Как-то раз командиры и соседки собрались у нее, жарили на керосинке картошку на постном масле, ах, как пахла эта жарящаяся картошка! Отчего-то он надеялся, что его тоже позовут. Мать, конечно, не позовут, зачем она там, но он надеялся.
До полуночи шло веселье, а когда расходились, он видел, ушли не все. Утром на крыльце она сливала из ковша на жилистую шею капитана, и тот, в нательной рубашке, отфыркивался на морозе, что-то говорил ей, а она смеялась, у Жени все холодело в груди от этого смеха. И ростом этот капитан был ниже ее, и старый какой-то.
Проводив его и сама уходя на работу, она вынесла им с матерью остатки разогретой и вновь остывшей картошки, на блюдечке вынесла, что осталось, как кошке какой-нибудь.

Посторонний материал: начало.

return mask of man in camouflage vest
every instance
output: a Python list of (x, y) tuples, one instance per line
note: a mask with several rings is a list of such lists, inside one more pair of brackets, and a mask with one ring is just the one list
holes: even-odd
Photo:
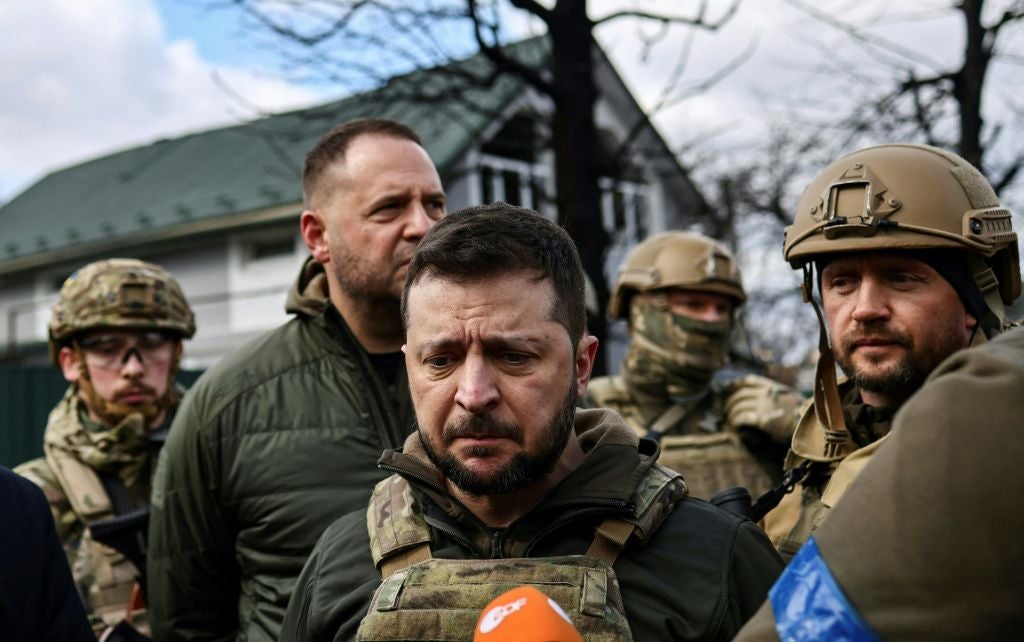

И он ел, стыдясь и ненавидя себя, ел, потому что был голоден, сидел в коридоре, у топки, на старом свернутом ватном одеяле, которым они с матерью укрывались ночью, и ел эту недоеденную, из милости вынесенную ему картошку.
Не знал он тогда, что еще суждено ему попасть на войну, но путь его туда будет долог: через училище, через запасные голодные полки, где формировались и уходили на фронт маршевые роты, а он провожал их. И поспел он уже к самому разбору: с тремя звездочками на погонах прибыл прямо в Вену. Но и ему в дни всеобщего торжества, когда ничего было не жаль, ему, находившемуся при штабе армии, тоже выдали орден, не самый главный, но все же боевой орден на грудь, чтобы не стыдно было домой вернуться.
Через много дней после войны отец разыскал его, вызвал телеграммой. За всю преданность не миновало отца то, что остальных, преданнейших из преданных, не миновало: очередь подошла по разнарядке, а может, знал много. Лет семь отсидел он, был выпущен после XX съезда, о котором тем не менее говорил с ненавистью. Жил он в Болшеве, под Москвой: то ли снимал, то ли из милости пустили на терраску, в эдакий застекленный голубятник на втором этаже, куда снесли всякий ненужный хлам, старую мебель. В собственную квартиру он не был впущен. Вторая жена, ради которой он и бросил их с матерью (была она достаточно еще молода, как говорится — в теле), приоткрыла дверь, увидела старца стриженого, беззубого, стоит на лестничной площадке с авоськой в руке, а в авоське — селедка в промокшей газете да бутылка боржома. Увидела, узнала, выйдя (так пересказывали Евгению Степановичу), загородила собою вход, только в щелочку успел он увидеть подросшую дочку в глубине квартиры. «Не порть мне жизнь, ясно? Иди, не порть нам жизнь!» И не впустила в дом, был у нее там кто-то.